En un comunicado, la Casa Blanca señaló que en la reunión, que no figuraba en el calendario oficial del presidente, Obama expresó su satisfacción por la decisión del rey de Baréin, Hamad bin Isa al Jalifa, de poner fin al estado de emergencia y anunciar que el diálogo nacional con la oposición sobre reformas al sistema político comenzará el mes próximo.

En ese diálogo, señaló Obama, tanto la oposición como el Gobierno deben comprometerse a forjar un "futuro justo para todos los bareiníes".

Para crear las condiciones necesarias que permitan el éxito de este diálogo, Obama "enfatizó la importancia de cumplir los compromisos del Gobierno de asegurarse de que los responsables de los abusos de los derechos humanos tendrán que rendir cuentas".
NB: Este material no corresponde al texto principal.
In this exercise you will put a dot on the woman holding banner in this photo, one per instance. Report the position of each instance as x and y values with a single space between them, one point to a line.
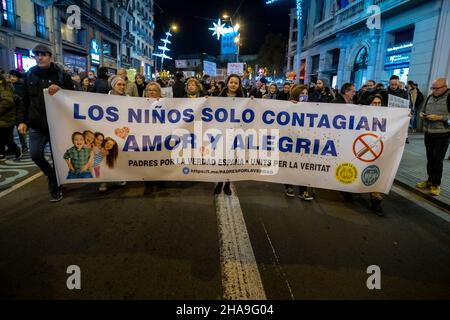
299 93
376 197
152 90
118 86
233 89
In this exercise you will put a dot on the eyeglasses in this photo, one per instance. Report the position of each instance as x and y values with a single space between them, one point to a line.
38 53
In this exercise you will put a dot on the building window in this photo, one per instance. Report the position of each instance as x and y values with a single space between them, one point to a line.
7 14
320 10
358 76
111 14
39 16
109 49
104 9
406 35
77 36
335 58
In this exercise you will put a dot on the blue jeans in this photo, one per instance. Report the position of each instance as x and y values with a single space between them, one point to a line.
436 145
79 175
38 141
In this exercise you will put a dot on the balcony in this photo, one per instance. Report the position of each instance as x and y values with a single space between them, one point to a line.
350 16
92 17
12 21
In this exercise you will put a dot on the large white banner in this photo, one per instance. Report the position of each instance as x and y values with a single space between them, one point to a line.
97 137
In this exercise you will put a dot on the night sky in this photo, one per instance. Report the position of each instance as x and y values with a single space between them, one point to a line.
194 17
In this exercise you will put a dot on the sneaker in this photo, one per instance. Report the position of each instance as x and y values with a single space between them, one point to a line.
348 196
18 153
55 197
227 190
218 189
435 190
290 192
305 196
376 207
423 185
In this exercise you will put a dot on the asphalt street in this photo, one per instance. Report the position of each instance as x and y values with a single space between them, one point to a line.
182 242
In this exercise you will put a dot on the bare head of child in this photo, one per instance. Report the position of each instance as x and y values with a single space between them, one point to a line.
98 140
89 138
112 151
78 140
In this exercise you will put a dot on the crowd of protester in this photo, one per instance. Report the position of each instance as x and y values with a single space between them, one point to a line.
22 105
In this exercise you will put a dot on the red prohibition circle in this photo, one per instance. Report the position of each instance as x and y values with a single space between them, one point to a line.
376 156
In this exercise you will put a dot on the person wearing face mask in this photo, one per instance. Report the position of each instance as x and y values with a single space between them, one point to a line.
131 88
91 76
285 93
232 89
299 93
256 92
345 96
365 96
321 93
273 91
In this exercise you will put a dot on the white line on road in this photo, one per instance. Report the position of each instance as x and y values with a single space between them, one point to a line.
240 275
278 264
21 184
421 202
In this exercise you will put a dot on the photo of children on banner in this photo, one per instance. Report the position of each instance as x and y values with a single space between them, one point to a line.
87 153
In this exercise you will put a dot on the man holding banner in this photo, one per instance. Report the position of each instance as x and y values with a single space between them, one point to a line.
31 115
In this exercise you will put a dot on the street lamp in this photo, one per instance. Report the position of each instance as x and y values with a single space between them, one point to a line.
164 48
299 36
119 60
237 38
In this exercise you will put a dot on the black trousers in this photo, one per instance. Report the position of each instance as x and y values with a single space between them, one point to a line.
436 145
7 140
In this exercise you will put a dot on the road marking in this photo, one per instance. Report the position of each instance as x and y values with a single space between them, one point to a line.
277 261
240 275
422 202
20 184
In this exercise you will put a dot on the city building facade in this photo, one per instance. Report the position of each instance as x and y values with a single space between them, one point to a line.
343 41
107 29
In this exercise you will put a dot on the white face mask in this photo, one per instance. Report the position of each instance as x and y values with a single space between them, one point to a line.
303 98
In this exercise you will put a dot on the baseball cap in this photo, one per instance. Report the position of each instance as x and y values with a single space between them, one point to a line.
42 48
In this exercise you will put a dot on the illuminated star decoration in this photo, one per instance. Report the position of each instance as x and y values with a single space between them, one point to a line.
163 49
218 29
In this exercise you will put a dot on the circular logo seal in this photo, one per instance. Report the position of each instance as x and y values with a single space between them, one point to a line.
370 175
346 173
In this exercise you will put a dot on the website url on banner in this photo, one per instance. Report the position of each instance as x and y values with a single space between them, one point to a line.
228 171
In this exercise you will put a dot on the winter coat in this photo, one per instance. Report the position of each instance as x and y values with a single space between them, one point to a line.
7 107
178 89
100 86
32 107
324 95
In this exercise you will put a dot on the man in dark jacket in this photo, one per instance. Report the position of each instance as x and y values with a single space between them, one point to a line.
178 87
346 96
31 114
16 79
101 85
285 93
416 99
321 93
394 89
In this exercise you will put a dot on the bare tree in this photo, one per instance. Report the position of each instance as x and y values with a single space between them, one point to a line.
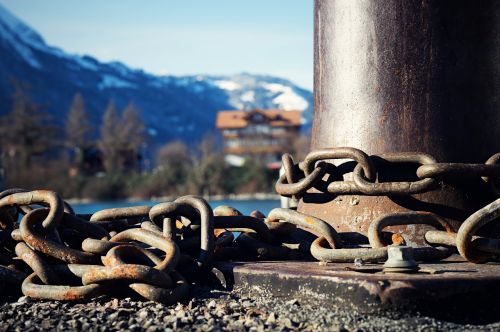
78 131
121 138
108 143
25 131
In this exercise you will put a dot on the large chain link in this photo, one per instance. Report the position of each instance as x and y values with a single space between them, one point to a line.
299 178
156 252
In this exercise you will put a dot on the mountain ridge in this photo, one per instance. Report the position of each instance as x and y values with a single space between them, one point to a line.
173 107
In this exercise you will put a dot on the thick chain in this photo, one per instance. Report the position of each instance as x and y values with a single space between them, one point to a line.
299 178
156 252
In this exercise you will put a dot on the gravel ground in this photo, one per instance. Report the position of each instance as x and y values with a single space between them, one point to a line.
208 310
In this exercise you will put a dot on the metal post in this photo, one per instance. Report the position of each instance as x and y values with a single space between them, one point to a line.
406 75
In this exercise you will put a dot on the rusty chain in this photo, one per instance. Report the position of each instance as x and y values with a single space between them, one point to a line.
156 252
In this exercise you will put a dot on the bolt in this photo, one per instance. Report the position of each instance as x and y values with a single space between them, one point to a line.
400 260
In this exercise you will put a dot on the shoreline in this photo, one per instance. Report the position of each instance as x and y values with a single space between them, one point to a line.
233 197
"La estabilidad de Baréin depende del respeto a los derechos universales del pueblo de Baréin, incluida la libertad de expresión y de reunión, y de un proceso significativo de reformas que responda a las aspiraciones de todos", indicó la Casa Blanca.
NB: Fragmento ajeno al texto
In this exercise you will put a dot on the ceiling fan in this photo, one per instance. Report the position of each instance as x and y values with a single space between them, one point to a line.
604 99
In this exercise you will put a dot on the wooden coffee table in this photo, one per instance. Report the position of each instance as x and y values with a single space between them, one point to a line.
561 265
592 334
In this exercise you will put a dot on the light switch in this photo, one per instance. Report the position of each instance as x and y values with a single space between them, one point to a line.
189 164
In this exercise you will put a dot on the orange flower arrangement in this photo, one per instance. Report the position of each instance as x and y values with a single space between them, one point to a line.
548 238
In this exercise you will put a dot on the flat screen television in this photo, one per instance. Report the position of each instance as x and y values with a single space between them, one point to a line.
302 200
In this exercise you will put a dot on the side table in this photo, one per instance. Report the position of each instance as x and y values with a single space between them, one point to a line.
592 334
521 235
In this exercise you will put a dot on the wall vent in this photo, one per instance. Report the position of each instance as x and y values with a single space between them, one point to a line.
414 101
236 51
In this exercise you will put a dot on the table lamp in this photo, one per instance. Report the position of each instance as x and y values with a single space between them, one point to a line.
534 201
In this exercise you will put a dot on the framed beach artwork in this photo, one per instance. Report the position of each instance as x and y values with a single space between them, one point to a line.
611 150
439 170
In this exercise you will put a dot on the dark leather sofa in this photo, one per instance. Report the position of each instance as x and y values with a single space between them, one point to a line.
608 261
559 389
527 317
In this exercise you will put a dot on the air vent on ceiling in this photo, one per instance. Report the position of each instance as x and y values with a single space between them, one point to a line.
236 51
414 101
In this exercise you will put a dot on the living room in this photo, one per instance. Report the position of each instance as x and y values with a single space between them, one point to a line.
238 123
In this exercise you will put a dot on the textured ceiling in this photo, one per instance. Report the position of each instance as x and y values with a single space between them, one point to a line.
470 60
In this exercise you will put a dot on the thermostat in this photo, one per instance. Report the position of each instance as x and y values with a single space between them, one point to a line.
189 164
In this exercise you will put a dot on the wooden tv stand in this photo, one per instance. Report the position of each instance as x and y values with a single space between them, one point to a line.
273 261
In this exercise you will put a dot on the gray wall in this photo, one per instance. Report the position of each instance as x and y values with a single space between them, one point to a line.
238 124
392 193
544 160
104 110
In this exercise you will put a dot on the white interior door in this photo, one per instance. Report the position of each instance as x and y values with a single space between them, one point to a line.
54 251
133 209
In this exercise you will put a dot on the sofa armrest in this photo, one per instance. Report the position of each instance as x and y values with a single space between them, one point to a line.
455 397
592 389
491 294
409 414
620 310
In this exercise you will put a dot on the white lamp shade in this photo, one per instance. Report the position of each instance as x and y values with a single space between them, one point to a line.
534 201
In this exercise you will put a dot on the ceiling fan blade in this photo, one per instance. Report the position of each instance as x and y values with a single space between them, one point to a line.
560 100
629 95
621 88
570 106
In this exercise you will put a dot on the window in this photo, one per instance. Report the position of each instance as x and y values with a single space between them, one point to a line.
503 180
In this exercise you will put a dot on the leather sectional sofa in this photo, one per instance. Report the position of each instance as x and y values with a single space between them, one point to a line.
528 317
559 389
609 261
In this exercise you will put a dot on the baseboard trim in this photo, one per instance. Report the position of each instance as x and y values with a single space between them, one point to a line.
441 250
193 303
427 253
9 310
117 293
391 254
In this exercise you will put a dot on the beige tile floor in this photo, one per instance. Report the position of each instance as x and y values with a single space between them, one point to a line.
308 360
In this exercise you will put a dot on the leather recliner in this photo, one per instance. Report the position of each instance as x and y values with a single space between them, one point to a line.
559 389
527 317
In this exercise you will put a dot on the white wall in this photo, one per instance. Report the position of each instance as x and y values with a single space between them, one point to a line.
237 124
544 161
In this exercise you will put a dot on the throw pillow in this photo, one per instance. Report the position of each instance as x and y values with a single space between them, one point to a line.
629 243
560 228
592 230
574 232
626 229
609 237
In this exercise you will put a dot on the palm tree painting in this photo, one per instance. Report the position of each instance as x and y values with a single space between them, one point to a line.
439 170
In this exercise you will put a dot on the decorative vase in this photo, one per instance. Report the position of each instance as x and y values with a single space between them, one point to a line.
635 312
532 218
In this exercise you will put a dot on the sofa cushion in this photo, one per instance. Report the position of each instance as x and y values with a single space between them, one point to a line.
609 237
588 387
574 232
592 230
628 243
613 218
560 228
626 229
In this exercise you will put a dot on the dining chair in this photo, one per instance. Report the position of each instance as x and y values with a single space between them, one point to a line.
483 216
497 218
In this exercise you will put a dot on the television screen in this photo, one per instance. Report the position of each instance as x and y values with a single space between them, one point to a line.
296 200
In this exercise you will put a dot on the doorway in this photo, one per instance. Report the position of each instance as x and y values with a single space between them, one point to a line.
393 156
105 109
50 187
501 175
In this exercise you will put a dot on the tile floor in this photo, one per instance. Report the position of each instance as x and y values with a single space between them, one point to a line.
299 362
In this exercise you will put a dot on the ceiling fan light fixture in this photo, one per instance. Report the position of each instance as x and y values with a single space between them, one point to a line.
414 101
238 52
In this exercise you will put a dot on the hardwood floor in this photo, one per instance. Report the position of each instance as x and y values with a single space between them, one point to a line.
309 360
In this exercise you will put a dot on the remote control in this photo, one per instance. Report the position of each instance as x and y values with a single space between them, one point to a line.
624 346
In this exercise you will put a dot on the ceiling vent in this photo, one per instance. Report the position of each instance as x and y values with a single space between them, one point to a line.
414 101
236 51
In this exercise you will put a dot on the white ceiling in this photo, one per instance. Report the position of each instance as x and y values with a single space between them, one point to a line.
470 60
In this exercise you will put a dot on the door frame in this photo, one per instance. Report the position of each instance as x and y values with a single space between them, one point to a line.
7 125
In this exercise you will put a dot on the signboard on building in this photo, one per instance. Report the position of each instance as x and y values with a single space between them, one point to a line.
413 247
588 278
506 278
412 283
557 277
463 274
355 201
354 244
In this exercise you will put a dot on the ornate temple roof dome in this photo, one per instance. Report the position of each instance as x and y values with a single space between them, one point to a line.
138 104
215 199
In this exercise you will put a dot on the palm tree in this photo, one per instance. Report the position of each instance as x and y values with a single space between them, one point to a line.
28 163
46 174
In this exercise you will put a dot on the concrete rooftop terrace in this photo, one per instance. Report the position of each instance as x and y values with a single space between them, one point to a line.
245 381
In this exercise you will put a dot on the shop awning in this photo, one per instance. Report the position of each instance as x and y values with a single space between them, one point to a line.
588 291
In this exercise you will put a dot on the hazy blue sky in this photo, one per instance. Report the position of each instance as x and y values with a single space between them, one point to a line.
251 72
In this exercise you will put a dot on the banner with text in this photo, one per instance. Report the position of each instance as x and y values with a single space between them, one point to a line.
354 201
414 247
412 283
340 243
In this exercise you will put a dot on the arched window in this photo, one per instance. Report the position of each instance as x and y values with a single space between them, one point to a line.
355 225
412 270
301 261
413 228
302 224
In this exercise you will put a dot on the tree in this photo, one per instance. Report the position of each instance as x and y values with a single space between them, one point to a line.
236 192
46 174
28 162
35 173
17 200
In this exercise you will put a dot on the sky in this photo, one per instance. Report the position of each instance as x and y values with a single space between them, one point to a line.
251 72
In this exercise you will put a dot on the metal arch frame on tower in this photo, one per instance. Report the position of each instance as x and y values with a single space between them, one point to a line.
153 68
La visita se produce tras el anuncio del rey de Baréin, Hamad bin Isa al Jalifa, de levantar el estado de emergencia y anunciar un diálogo nacional sin condiciones previas para dar una salida a la crisis en el país, donde se iniciaron revueltas populares el pasado 14 de febrero.

El rey de Baréin aseguró que los resultados del diálogo, que comenzaría el 1 de julio, se presentarán a las instituciones constitucionales competentes y en base a él se celebrarán elecciones para cubrir los escaños del Parlamento que están vacantes.
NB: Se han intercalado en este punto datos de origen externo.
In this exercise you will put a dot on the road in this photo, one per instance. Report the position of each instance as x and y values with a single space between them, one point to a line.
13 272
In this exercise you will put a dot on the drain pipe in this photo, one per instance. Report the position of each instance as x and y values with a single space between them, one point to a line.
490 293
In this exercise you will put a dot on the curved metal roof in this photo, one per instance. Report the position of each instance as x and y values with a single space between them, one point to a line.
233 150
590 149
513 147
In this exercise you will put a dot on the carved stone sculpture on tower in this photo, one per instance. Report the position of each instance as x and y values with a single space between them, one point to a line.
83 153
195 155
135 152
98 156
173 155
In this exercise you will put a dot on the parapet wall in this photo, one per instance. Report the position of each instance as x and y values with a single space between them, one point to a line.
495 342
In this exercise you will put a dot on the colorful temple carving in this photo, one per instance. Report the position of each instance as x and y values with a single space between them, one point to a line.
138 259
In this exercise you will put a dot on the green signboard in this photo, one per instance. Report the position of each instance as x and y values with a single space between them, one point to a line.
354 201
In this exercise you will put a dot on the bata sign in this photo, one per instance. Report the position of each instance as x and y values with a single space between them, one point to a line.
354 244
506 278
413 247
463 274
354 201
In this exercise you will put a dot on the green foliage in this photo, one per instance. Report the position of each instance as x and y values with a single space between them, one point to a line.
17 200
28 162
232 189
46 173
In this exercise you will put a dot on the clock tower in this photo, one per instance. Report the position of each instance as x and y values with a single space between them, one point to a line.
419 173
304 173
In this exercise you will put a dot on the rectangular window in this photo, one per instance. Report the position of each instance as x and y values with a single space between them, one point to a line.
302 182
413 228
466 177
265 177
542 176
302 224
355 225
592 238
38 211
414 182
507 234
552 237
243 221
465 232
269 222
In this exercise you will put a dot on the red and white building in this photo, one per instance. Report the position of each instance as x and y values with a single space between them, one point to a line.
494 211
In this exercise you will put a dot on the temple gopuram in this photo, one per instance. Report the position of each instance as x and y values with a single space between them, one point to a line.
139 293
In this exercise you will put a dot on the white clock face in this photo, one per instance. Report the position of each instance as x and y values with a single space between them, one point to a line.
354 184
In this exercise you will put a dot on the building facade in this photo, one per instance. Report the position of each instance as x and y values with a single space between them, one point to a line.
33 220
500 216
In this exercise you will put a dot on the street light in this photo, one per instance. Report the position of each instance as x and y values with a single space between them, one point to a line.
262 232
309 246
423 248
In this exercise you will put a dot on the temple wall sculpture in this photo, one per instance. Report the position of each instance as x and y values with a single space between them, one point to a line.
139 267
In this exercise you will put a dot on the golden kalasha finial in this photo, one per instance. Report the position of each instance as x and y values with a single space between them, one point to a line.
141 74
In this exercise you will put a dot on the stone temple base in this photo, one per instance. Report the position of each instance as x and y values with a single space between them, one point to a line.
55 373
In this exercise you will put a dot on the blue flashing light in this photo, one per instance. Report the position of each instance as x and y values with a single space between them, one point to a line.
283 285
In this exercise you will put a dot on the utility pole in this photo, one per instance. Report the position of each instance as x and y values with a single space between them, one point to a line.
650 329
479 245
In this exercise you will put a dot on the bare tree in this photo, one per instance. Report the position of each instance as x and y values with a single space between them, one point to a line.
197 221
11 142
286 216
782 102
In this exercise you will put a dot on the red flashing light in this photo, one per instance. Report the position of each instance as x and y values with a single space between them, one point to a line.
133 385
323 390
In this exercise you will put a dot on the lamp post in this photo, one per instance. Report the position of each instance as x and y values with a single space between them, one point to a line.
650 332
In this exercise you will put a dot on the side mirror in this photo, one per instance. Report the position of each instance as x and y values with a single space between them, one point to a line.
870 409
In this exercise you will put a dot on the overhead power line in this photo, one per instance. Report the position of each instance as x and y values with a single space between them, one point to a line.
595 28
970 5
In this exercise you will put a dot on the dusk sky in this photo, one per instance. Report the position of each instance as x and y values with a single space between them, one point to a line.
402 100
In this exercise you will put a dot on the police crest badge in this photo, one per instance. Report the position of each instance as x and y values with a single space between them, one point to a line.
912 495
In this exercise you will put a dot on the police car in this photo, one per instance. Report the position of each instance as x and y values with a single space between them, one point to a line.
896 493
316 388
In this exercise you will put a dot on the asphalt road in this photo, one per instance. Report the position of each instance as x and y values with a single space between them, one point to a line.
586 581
El pasado 15 de febrero, el principal partido opositor, el chií Al Wifaq, anunció que suspendía su participación en el Parlamento por la dura represión de las protestas populares.

El archipiélago de Baréin, formado por 36 islas, goza de gran importancia geopolítica para EE.UU. ya que allí se encuentra ubicada su V Flota, lo que motivó que la respuesta de Washington ante la represión gubernamental de las protestas populares fuera más tibia que en otras naciones árabes.